Other local initiatives reducing the need to drive will emerge - increasingly thoughtful urban planning being one of them. Engineered solutions such as cableways, monorails, moving walkways and automated public transit like Switzerland's Serpentine may contribute to our mobility and quality of life but not necessarily our haste.
There's no shortage of clever ideas to move us around; from aircraft-like ekranoplanes skimming rapidly and low over water on a cushion of air to elevators that go sideways. What really slows us down is the friction of implementation, logistical and emotional. The only way to separate today's drivers from their automobiles would be to pry the car keys from their cold, dead fingers. Accordingly automobile use in North America has yet to peak, ergo more gridlock. So change, like traffic, will be slow, generational in nature.
In two generations time though, around 2050, the oil runs out. But cities aren't going to conveniently rebuild to accommodate new transport technologies and policies, however enlightened. Barring unexpected tectonic activity, the sprawling 'burbs will stay where we put them.
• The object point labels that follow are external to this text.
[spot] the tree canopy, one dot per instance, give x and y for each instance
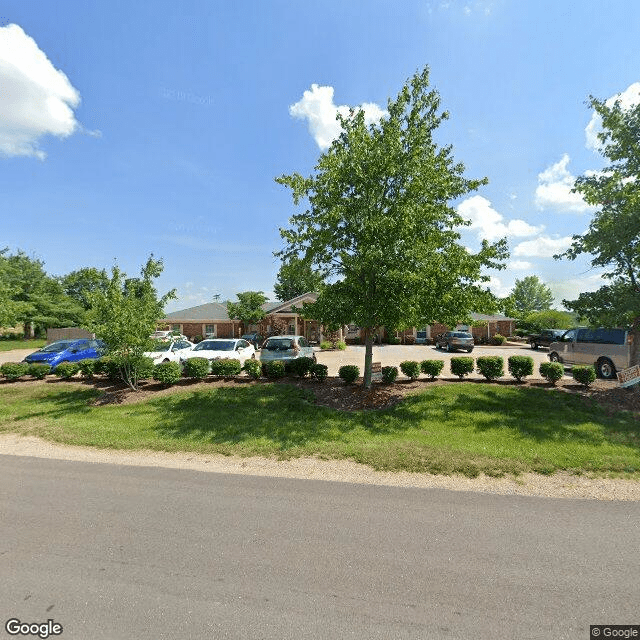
(380, 223)
(295, 277)
(613, 236)
(528, 296)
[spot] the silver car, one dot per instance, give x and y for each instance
(608, 350)
(286, 348)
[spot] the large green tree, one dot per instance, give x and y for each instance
(528, 296)
(380, 223)
(248, 309)
(80, 284)
(124, 316)
(613, 237)
(295, 277)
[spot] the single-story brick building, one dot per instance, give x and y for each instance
(212, 319)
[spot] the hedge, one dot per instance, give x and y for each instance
(520, 366)
(432, 368)
(461, 366)
(491, 367)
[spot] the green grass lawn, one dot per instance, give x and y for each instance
(10, 345)
(462, 428)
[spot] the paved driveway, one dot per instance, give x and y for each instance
(393, 355)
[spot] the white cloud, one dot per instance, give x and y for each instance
(318, 108)
(490, 224)
(554, 189)
(570, 288)
(36, 99)
(519, 265)
(628, 98)
(542, 247)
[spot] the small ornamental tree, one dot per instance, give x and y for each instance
(125, 315)
(380, 223)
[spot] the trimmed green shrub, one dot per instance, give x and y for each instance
(108, 366)
(299, 367)
(584, 374)
(39, 370)
(349, 373)
(491, 367)
(167, 372)
(520, 366)
(87, 367)
(196, 368)
(274, 369)
(226, 367)
(552, 371)
(66, 370)
(410, 368)
(461, 366)
(389, 374)
(319, 372)
(14, 370)
(432, 368)
(253, 369)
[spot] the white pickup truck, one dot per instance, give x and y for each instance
(608, 350)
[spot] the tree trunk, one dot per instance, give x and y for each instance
(368, 357)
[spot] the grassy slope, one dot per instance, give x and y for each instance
(460, 428)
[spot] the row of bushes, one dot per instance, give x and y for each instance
(168, 372)
(491, 367)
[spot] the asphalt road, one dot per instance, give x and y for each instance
(113, 552)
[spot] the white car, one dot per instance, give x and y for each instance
(171, 350)
(221, 348)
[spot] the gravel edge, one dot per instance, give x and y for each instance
(558, 485)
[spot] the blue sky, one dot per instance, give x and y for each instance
(131, 128)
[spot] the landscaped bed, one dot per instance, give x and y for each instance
(439, 427)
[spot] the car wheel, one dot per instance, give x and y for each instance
(605, 369)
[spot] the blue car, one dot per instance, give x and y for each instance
(67, 351)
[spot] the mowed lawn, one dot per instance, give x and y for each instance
(464, 428)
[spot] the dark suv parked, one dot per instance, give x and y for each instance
(454, 340)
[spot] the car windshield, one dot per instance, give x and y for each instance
(56, 347)
(279, 344)
(217, 345)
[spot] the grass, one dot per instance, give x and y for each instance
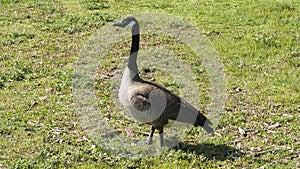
(258, 42)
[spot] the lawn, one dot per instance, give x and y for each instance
(258, 43)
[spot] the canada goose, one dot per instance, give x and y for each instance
(150, 103)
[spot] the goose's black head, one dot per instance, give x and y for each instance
(127, 22)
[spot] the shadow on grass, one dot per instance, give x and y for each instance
(219, 152)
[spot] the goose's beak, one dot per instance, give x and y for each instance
(119, 23)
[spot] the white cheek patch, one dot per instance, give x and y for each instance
(130, 25)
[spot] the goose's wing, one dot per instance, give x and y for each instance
(147, 100)
(179, 109)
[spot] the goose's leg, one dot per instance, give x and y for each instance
(149, 140)
(161, 136)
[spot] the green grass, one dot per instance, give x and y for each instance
(258, 42)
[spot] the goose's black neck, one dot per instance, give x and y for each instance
(132, 65)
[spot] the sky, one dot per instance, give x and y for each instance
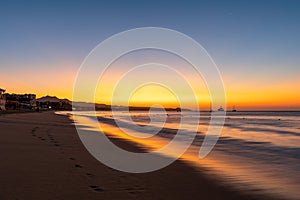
(255, 44)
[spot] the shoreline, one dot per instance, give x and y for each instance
(43, 158)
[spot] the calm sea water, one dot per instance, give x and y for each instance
(257, 151)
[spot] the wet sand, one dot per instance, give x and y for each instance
(42, 157)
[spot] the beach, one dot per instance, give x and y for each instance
(42, 157)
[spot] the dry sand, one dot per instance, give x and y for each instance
(42, 157)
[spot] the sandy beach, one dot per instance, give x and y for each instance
(42, 157)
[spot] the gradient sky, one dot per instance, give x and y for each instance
(255, 44)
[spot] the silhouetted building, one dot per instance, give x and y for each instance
(20, 101)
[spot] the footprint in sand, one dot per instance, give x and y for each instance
(135, 190)
(90, 175)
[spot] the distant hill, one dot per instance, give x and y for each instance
(53, 99)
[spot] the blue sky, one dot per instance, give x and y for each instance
(248, 39)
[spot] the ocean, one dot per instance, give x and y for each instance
(257, 151)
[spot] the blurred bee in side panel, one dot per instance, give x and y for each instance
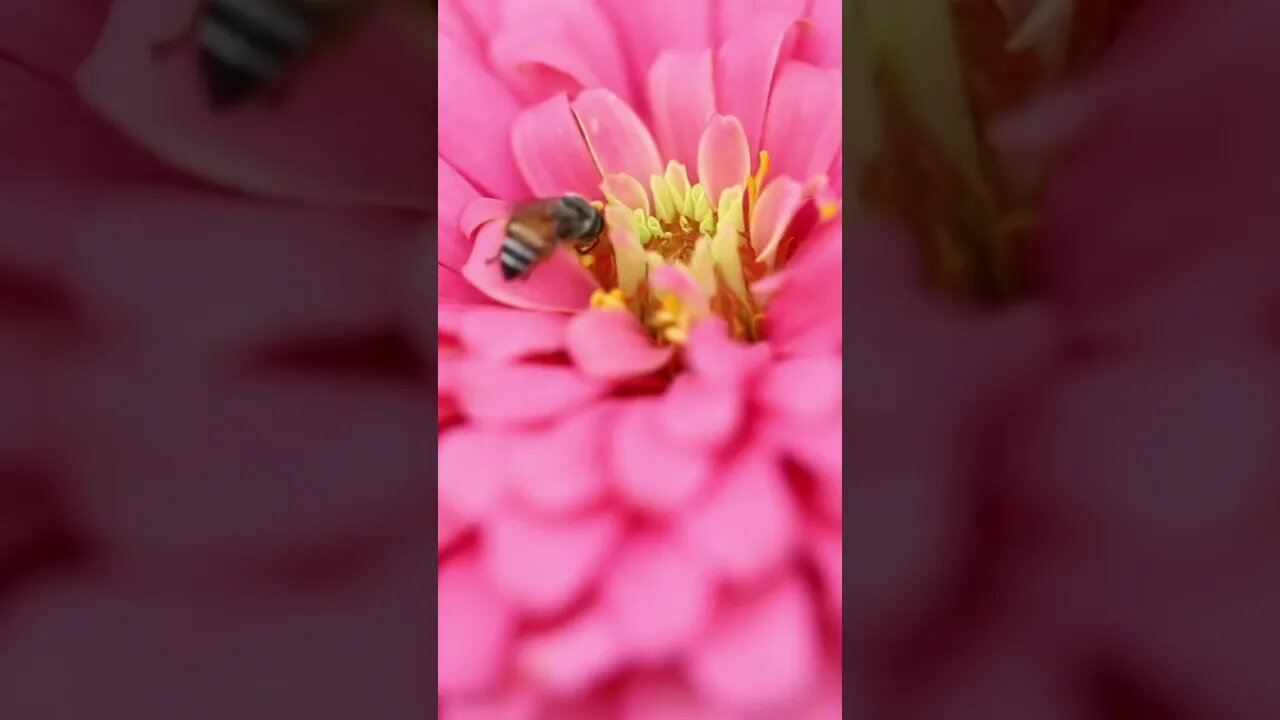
(254, 48)
(538, 227)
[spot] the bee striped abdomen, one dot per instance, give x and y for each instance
(520, 251)
(246, 44)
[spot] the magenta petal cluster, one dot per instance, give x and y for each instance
(640, 468)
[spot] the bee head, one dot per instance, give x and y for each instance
(575, 217)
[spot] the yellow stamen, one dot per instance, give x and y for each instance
(608, 300)
(755, 183)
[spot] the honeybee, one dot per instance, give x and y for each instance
(538, 227)
(247, 48)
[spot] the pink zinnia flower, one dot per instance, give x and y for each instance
(640, 450)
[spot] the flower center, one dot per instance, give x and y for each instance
(676, 254)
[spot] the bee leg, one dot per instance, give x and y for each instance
(165, 46)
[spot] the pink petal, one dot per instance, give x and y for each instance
(499, 333)
(453, 194)
(538, 50)
(551, 153)
(650, 472)
(810, 281)
(475, 118)
(760, 652)
(745, 68)
(513, 702)
(563, 469)
(827, 552)
(753, 493)
(474, 629)
(616, 136)
(702, 413)
(667, 697)
(803, 124)
(723, 155)
(503, 392)
(456, 23)
(481, 210)
(307, 149)
(682, 98)
(736, 17)
(821, 44)
(448, 528)
(452, 287)
(471, 466)
(804, 387)
(816, 445)
(772, 214)
(542, 565)
(649, 28)
(613, 345)
(716, 356)
(627, 191)
(571, 657)
(658, 598)
(557, 285)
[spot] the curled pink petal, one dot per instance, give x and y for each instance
(570, 659)
(562, 469)
(551, 153)
(736, 18)
(682, 99)
(650, 472)
(752, 493)
(453, 194)
(803, 387)
(772, 214)
(716, 356)
(702, 413)
(557, 285)
(810, 281)
(504, 392)
(452, 287)
(648, 28)
(803, 136)
(567, 40)
(745, 68)
(471, 468)
(723, 155)
(658, 597)
(474, 629)
(627, 191)
(613, 345)
(617, 139)
(501, 333)
(309, 149)
(544, 565)
(822, 41)
(759, 652)
(827, 550)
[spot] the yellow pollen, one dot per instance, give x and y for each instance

We'll still need the versatility of the car but in a markedly more benign form.
It's all that stopping and starting that slows you down. I'd rather arrive home sooner in a vehicle which maybe went slower but got home without stopping so much.
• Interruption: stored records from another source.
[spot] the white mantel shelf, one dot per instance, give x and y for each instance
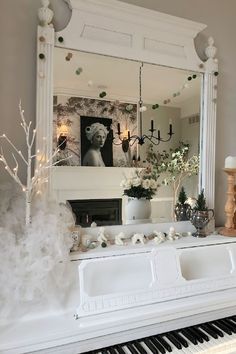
(183, 242)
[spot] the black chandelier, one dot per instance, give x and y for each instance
(129, 140)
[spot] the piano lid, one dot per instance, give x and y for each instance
(164, 274)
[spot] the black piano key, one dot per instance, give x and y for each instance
(163, 343)
(201, 333)
(139, 347)
(104, 351)
(158, 345)
(189, 336)
(228, 324)
(233, 324)
(150, 346)
(131, 348)
(119, 349)
(173, 340)
(180, 338)
(196, 335)
(209, 329)
(112, 350)
(221, 326)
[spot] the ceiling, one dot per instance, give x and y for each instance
(119, 78)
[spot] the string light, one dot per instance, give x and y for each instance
(140, 139)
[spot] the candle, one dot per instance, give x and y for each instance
(118, 128)
(230, 162)
(152, 124)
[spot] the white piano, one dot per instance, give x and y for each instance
(124, 295)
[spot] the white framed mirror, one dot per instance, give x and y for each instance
(133, 35)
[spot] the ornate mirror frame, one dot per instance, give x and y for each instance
(122, 30)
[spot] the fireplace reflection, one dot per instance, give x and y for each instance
(100, 211)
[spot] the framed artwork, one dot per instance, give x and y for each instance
(96, 141)
(76, 120)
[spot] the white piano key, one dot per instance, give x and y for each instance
(173, 347)
(126, 349)
(146, 348)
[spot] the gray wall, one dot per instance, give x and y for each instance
(17, 70)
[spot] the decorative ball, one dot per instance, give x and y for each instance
(129, 107)
(143, 109)
(102, 94)
(42, 39)
(79, 71)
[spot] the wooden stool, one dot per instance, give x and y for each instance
(230, 206)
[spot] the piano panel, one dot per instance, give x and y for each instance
(164, 274)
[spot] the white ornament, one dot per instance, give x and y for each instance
(45, 14)
(101, 235)
(211, 49)
(119, 239)
(143, 109)
(138, 238)
(159, 237)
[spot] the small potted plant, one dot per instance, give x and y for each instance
(182, 208)
(140, 188)
(201, 215)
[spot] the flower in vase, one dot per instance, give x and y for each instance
(141, 184)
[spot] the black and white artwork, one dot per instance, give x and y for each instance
(96, 141)
(75, 129)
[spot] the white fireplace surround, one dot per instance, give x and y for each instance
(71, 183)
(118, 29)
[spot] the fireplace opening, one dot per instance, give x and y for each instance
(101, 211)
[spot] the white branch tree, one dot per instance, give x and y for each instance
(33, 180)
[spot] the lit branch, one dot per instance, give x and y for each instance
(11, 172)
(40, 177)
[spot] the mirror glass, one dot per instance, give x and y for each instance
(92, 89)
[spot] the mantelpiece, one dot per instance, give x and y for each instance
(126, 31)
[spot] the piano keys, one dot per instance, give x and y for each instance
(212, 337)
(176, 295)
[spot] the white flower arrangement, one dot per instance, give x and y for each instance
(141, 184)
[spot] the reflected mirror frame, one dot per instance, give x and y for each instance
(133, 41)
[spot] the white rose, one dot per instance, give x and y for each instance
(123, 183)
(128, 184)
(153, 184)
(146, 184)
(136, 182)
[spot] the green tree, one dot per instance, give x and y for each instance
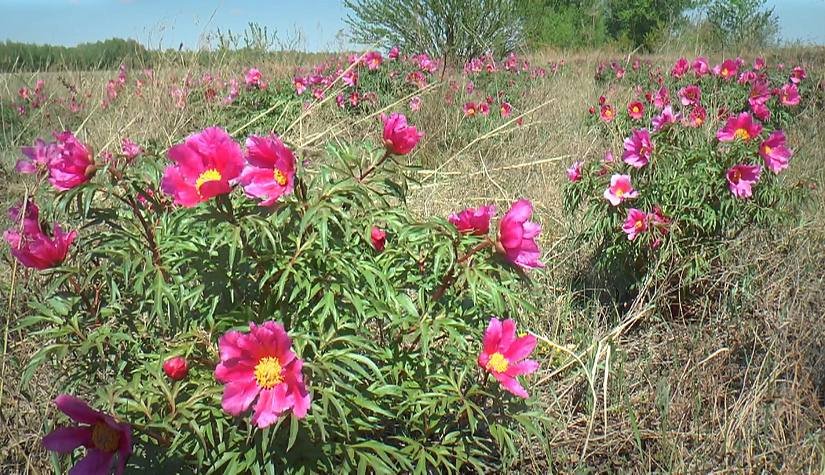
(742, 22)
(452, 29)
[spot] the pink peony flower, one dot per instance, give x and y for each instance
(205, 164)
(666, 118)
(638, 148)
(32, 246)
(574, 173)
(475, 221)
(399, 137)
(176, 368)
(261, 365)
(37, 158)
(775, 153)
(741, 178)
(104, 437)
(72, 163)
(741, 127)
(270, 169)
(635, 223)
(789, 95)
(517, 236)
(378, 238)
(636, 110)
(690, 95)
(130, 149)
(503, 355)
(606, 113)
(620, 189)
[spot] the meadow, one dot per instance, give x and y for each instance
(701, 367)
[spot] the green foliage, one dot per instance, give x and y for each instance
(453, 29)
(738, 23)
(389, 339)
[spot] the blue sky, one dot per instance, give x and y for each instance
(171, 22)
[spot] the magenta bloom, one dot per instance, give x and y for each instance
(261, 365)
(620, 189)
(741, 179)
(270, 169)
(503, 355)
(71, 164)
(636, 110)
(741, 127)
(130, 149)
(635, 223)
(775, 153)
(33, 247)
(399, 137)
(475, 221)
(690, 95)
(205, 164)
(517, 236)
(104, 438)
(789, 95)
(664, 119)
(638, 148)
(37, 158)
(574, 173)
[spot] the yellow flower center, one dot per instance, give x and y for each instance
(207, 176)
(105, 438)
(497, 363)
(280, 178)
(268, 372)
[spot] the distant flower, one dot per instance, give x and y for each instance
(620, 189)
(176, 368)
(741, 127)
(690, 95)
(269, 172)
(474, 221)
(503, 355)
(31, 245)
(399, 137)
(71, 164)
(517, 236)
(204, 166)
(261, 364)
(378, 238)
(741, 179)
(775, 152)
(635, 223)
(638, 148)
(574, 173)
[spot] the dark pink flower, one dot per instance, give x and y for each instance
(741, 179)
(503, 355)
(741, 127)
(270, 169)
(261, 365)
(775, 153)
(517, 236)
(107, 441)
(474, 221)
(399, 137)
(205, 164)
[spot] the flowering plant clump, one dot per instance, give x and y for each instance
(234, 308)
(705, 149)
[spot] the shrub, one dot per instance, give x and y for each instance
(702, 163)
(366, 336)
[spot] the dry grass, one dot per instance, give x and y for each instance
(734, 384)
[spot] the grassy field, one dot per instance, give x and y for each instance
(734, 382)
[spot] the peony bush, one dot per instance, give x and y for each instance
(696, 157)
(231, 307)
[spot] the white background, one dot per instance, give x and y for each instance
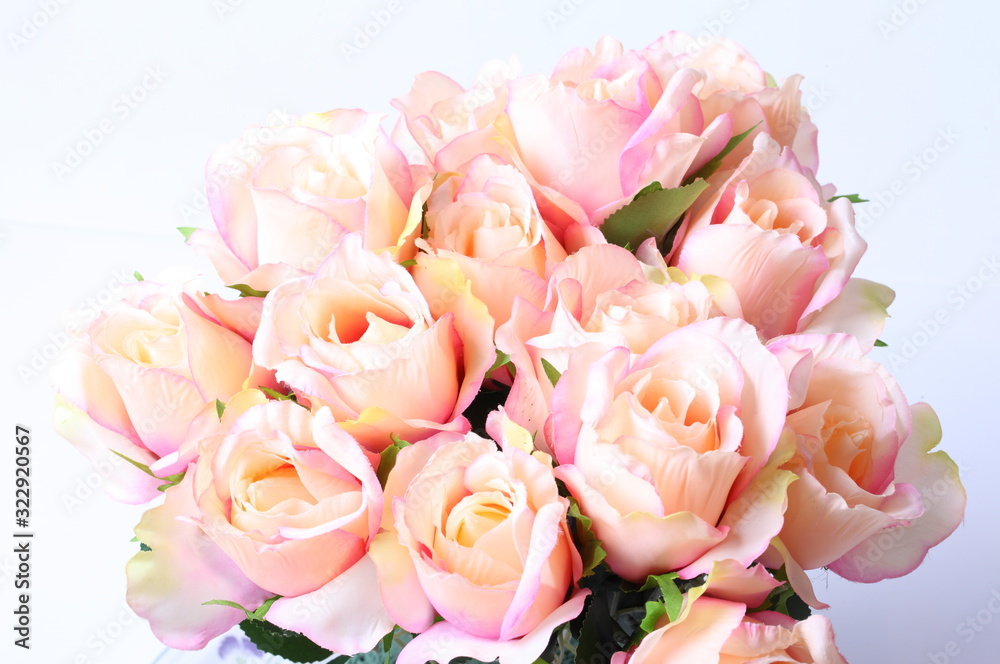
(884, 80)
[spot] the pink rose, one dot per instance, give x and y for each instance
(143, 379)
(359, 337)
(281, 205)
(606, 125)
(486, 220)
(283, 503)
(437, 109)
(479, 537)
(714, 631)
(771, 234)
(669, 448)
(599, 294)
(853, 507)
(736, 88)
But if I'm going to be tooling around town at 25 or 45 mph, I'd rather be driven than drive. Isn't controlling lots of moving things what GPS, broadband wireless and neural networks would be good at ?
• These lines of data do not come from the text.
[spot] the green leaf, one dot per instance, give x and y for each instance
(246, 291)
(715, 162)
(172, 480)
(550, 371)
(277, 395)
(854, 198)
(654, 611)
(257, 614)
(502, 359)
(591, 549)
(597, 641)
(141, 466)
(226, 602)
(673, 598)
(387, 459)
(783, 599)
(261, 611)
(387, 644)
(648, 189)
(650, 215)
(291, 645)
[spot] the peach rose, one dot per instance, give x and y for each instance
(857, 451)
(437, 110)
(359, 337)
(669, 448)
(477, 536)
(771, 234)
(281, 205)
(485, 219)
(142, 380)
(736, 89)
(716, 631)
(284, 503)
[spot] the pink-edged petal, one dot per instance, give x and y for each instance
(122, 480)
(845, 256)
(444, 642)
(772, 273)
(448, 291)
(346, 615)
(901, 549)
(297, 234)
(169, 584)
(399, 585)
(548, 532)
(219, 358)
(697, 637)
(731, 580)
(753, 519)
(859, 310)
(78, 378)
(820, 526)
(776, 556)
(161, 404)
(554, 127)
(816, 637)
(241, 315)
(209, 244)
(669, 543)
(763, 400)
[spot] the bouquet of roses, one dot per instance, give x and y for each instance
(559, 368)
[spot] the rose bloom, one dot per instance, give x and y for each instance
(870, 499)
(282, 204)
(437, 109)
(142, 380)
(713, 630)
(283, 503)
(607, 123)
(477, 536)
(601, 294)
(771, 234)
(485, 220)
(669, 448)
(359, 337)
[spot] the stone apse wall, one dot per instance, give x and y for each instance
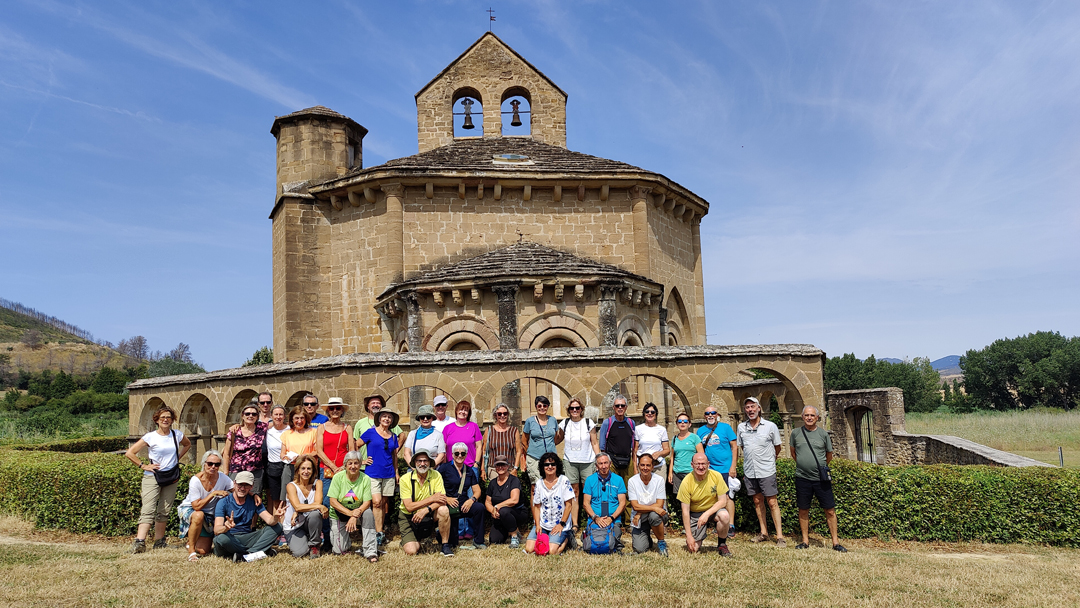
(208, 403)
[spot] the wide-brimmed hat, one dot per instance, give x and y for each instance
(422, 450)
(368, 399)
(336, 401)
(393, 421)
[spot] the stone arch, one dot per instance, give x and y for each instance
(238, 403)
(632, 324)
(446, 333)
(199, 422)
(477, 113)
(583, 332)
(146, 416)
But I blame Benz. He bolted a 0.9 hp engine to the back of a horse buggy in 1886 and cars have been the same basic shape ever since. Car designers still haven't got beyond designing horseless carriages where we sit side by side with a Surrey on the top.
In Toronto 40 percent of Toronto's land is now given over to accomodating the consequences of that particular broadbeamed seating arrangement. Figures may vary in your city.
So it's time for inline cars. Half the width of regular cars and who has passengers anyway? Oh alright perhaps two seats. And some trunk room.
With inline cars, two lanes become four and as long as everybody drives carefully it'll be fine.
With most journeys solo jaunts, vehicles seating one or two people inline instead of abreast are emerging. To provide the flexibility of personal transport with the efficiency of mass transit, dual-mode systems such as RUF and the HiLoMag concept are proposed. A narrow electric car scoots around town then, for longer trips, drives onto a guiderail and links with others of its species to form a caravan controlled by computer and drawing power from the rail. Again, velocity may become a victim of efficiency.
There is virtue in slowness. Less energy is used, less material is needed to ensure safety and despite the lower top speeds, commuters yet unborn may still enjoy shorter travelling times. The trick is to reduce the lurching stop and go that defines the contemporary commute. A necessary step will be the computer as chauffeur. By surrendering control of the vehicle to a network capable of managing the complex dynamics involved, the turbulent flow of vehicles could be tamed thus increasing average speeds but not top speeds. By letting go of the steering wheel travellers may arrive sooner by going slower.
There's a sign ahead. It reads; hello future, good-bye zoom.